Tax Law Issues Related to Working Remotely in a Different State
Due to the coronavirus pandemic, many people worked remotely for at least a portion of 2020. Because of this, 2020 taxes may look a little different for some taxpayers.
For example, Lydia has lived and worked in Chicago for many years. In June 2020, to escape the city and take advantage of a backyard, she decided to visit her parents in Arizona for an extended stay. She ended up staying until September 2020 and working remotely. Lydia should file state income tax returns in both Illinois and Arizona because, while her permanent worksite and place of residence are in Chicago, she worked from Arizona for long enough to trigger its income tax rules (more than 60 days).
Permanently or Temporarily Remote
First, an employee should consider whether they are a permanent or temporary remote worker. A permanent remote worker is a worker whose worksite is outside the geographic location of the business. A temporary remote worker has retained their worksite at their employer’s geographic location, even if they have been performing their work tasks at home due to the pandemic. This status will be determined by your employer. If it is expected that you will return to your employer’s worksite, you are probably a temporary remote worker. If your employer has extended your work-from-home status permanently, you are likely now a permanent remote worker. If you are unsure whether you are a temporary or permanent remote worker, ask your employer.
Residence and Domicile
Residence may be established by a statutory test, which is different in each state, but it is usually determined by the amount of time that a person has spent in that state. A state may also use a worker’s domicile to determine their residence for tax purposes. A domicile is a permanent home as indicated by evidence such as where the person keeps their personal belongings and pets, where they attend doctor’s appointments, where they vote, and where their children attend school.
Is a Domicile Different From a Residence?
The state where you permanently reside is called your “domicile,” but you can also be a resident of a state if you spend a certain amount of time there. Most people are domiciled and reside in only one state, but working remotely in another state may change things.
State Tax Obligations
A worker may have tax obligations in any state where they reside and possibly the state where their employer’s worksite is located.
A permanent remote worker will file their personal income taxes in their state of residence, whether they are a W-2 employee or a 1099-NEC independent contractor.
If your W-2 lists a state other than your state of residence, you will file a non-resident tax return to that state as well as a residential tax return to your home state. Your home state may credit any income taxes that you pay in the other state.
Most states require a personal income tax return after a worker spends a certain amount of time working in the state, regardless of where the worker is permanently domiciled. For example, Arizona requires a tax return after 60 days of working in the state. New York requires a return after just one day of working in the state.

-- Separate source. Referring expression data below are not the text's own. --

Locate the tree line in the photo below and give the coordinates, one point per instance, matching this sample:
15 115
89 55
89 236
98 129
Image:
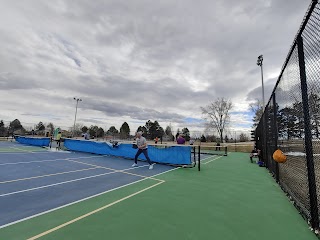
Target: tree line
290 119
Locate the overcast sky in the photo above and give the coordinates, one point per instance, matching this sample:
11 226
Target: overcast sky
138 60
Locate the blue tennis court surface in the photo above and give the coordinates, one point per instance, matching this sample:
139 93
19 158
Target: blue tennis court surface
34 180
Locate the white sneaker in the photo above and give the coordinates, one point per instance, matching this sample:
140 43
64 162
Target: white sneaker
151 166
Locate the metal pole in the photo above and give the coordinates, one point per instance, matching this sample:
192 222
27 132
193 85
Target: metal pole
199 158
275 127
262 87
308 138
75 116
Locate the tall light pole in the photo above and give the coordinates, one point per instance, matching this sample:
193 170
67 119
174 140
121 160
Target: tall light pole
75 116
259 63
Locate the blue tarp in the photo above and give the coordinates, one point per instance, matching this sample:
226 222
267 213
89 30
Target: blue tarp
33 141
160 154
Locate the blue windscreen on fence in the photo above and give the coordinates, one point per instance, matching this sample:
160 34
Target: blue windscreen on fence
33 141
161 153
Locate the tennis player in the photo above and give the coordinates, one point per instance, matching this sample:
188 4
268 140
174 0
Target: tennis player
58 139
142 148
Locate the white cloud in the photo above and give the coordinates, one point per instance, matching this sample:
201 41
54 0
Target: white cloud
134 61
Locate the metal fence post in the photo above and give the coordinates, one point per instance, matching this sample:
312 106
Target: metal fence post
308 137
275 127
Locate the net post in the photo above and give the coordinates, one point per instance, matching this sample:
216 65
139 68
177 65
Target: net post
194 155
199 158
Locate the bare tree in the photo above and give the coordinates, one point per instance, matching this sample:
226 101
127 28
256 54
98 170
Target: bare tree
217 115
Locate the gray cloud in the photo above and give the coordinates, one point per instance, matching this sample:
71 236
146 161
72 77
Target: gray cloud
141 60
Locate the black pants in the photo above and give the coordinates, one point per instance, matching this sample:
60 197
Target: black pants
145 152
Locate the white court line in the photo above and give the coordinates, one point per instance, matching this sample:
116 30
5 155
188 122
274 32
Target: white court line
47 175
83 199
212 160
93 212
49 160
60 183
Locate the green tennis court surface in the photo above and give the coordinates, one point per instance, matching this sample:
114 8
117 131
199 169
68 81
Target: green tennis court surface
229 199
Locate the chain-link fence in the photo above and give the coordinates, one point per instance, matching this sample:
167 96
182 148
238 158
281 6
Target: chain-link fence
291 120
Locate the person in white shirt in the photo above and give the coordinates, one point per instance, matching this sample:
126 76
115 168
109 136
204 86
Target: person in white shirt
142 148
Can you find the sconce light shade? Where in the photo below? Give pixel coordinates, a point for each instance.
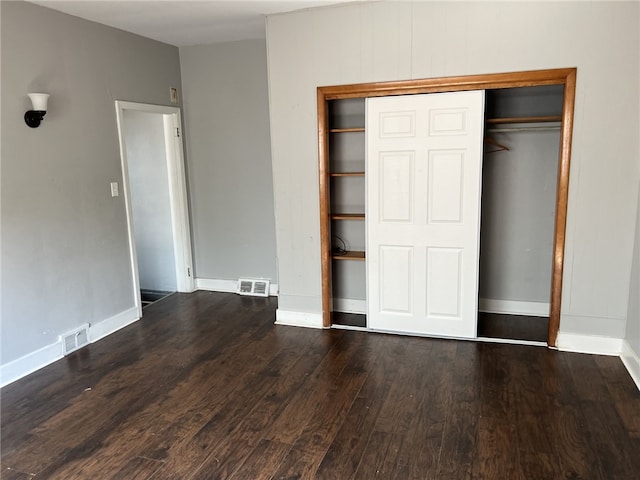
(35, 116)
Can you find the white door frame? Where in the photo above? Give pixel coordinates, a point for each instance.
(177, 194)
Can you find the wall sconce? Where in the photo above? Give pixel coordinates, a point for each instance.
(35, 116)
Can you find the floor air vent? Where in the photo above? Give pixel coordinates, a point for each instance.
(256, 288)
(74, 340)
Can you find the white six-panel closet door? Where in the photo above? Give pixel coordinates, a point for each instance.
(424, 164)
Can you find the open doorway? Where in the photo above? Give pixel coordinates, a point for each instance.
(155, 195)
(518, 211)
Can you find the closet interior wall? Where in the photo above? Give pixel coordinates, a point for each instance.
(519, 200)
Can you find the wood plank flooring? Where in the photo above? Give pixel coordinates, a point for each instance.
(205, 386)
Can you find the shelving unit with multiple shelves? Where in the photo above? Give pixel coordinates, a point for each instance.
(342, 210)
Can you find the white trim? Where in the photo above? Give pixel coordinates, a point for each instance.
(112, 324)
(571, 342)
(631, 360)
(298, 319)
(227, 286)
(349, 305)
(177, 194)
(178, 202)
(29, 363)
(513, 307)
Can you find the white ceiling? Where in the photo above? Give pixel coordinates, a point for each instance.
(181, 23)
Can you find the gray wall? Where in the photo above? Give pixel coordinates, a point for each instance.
(518, 214)
(382, 41)
(226, 108)
(632, 335)
(65, 256)
(150, 202)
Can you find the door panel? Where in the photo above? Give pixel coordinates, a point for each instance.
(424, 155)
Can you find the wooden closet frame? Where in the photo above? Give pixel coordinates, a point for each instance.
(562, 76)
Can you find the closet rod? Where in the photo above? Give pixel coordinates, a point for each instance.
(521, 129)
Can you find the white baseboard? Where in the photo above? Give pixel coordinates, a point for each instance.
(29, 363)
(570, 342)
(99, 330)
(349, 305)
(631, 360)
(298, 319)
(23, 366)
(227, 286)
(513, 307)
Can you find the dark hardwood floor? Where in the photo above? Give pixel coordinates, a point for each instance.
(205, 386)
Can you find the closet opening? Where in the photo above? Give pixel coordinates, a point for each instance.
(518, 210)
(544, 106)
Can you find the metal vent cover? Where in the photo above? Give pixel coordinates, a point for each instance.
(72, 341)
(253, 287)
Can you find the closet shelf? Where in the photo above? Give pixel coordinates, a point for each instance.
(543, 119)
(347, 216)
(349, 255)
(347, 174)
(346, 130)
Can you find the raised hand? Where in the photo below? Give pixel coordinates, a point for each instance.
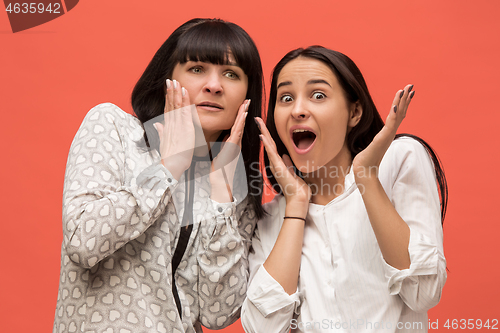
(224, 165)
(371, 156)
(177, 134)
(294, 188)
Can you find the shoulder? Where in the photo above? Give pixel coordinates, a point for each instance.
(106, 118)
(406, 157)
(110, 113)
(405, 150)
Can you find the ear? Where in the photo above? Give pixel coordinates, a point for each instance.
(355, 114)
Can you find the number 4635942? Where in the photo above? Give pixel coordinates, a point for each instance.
(470, 324)
(33, 8)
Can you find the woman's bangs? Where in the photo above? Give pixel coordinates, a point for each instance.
(212, 43)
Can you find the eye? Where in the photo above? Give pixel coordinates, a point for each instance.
(318, 95)
(231, 75)
(286, 99)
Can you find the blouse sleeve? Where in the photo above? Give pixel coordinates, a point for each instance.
(223, 262)
(267, 307)
(415, 196)
(101, 213)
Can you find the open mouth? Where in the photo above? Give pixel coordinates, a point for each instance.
(302, 138)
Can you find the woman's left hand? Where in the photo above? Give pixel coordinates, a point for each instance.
(224, 165)
(371, 156)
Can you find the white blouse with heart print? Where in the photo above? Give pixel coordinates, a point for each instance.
(120, 231)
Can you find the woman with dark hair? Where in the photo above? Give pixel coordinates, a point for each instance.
(353, 240)
(157, 217)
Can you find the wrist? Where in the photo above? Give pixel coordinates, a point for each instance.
(299, 211)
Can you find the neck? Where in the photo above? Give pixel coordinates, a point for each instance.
(327, 182)
(210, 138)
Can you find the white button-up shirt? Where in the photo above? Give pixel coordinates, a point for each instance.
(345, 285)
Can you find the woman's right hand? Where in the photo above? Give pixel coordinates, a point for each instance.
(177, 134)
(294, 188)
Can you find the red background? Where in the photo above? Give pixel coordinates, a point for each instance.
(51, 75)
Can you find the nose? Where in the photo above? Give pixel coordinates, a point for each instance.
(213, 84)
(300, 110)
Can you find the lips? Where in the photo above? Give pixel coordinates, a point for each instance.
(210, 106)
(303, 138)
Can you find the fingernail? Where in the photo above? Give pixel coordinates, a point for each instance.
(257, 122)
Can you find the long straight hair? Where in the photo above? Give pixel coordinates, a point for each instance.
(212, 41)
(355, 90)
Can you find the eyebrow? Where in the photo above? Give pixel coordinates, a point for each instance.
(287, 83)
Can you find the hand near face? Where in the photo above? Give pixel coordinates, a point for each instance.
(177, 134)
(224, 165)
(293, 187)
(372, 155)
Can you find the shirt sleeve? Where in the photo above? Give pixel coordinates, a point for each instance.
(101, 213)
(267, 307)
(416, 199)
(223, 262)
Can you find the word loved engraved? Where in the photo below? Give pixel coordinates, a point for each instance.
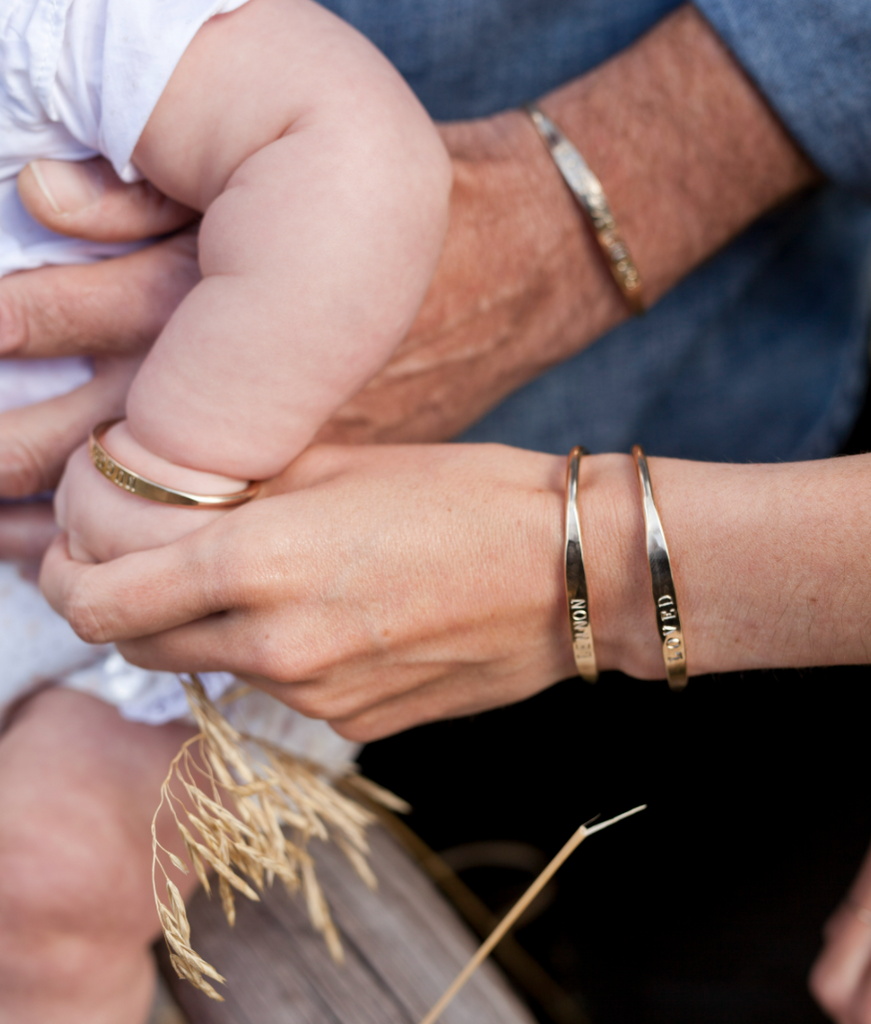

Multiple States, Multiple Tax Returns
If you reside in one state and work in another state, and your employer’s worksite is in a third state, you may have to file as many as three tax returns.
If your home state does not require income taxes, you will only need to file a tax return to the state listed on your W-2. If the state listed on your W-2 is the same as your home state or is one of the other states with no income tax, you will not have to file a personal income tax return for any state.
States Without Income Tax
Alaska, Florida, Nevada, New Hampshire, South Dakota, Tennessee, Texas, Washington, Wyoming
State Tax Agreements and Exceptions
Thirteen states have instituted pandemic exceptions for taxpayers. If a taxpayer temporarily relocated to one of these states due to the pandemic, they will not be liable to that state for income tax.
States With Pandemic Exceptions
Alabama, Georgia, Illinois, Indiana, Massachusetts, Maryland, Minnesota, Mississippi, Nebraska, New Jersey, Pennsylvania, Rhode Island, South Carolina
Some states have reciprocity agreements. This means that the states in the agreement have made paying taxes to each state easier on the worker. Agreements are more common between commuter states, such as Illinois and Indiana or Virginia and Washington, D.C. Reciprocity agreements may include tax credits or even exempt a worker from having to file a non-resident tax return at all.
Some states follow the “convenience of the employer” rule, which requires a worker to pay income taxes where their employer’s office is located because the employee works remotely for convenience’s sake rather than necessity. These states are Arkansas, Connecticut, Delaware, Massachusetts, Nebraska, New York, and Pennsylvania. This means that under certain circumstances, a person might be taxed both where they work and where their employer’s office is located, resulting in double taxation without any tax credit.
For example, if Jonathan works from his home in New Hampshire but is employed by a company in Connecticut, he will pay Connecticut income taxes under the convenience of the employer rule, even though his home state of New Hampshire does not have income tax.
Remote Work by Necessity or Convenience?
Depending on a state’s definition of working remotely by necessity or convenience, the coronavirus pandemic and a state’s travel restrictions may affect which category applies to a worker. Taxpayers who are unsure about their status should consult with a tax preparer.
Massachusetts has altered its tax scheme specifically in response to the pandemic. Massachusetts workers performing services outside Massachusetts due solely to the state of emergency are treated as though they remained in Massachusetts for tax purposes. Massachusetts will also award a tax credit for workers who started working in the state of Massachusetts as a result of the state of emergency, although they continue to incur tax obligations in another state.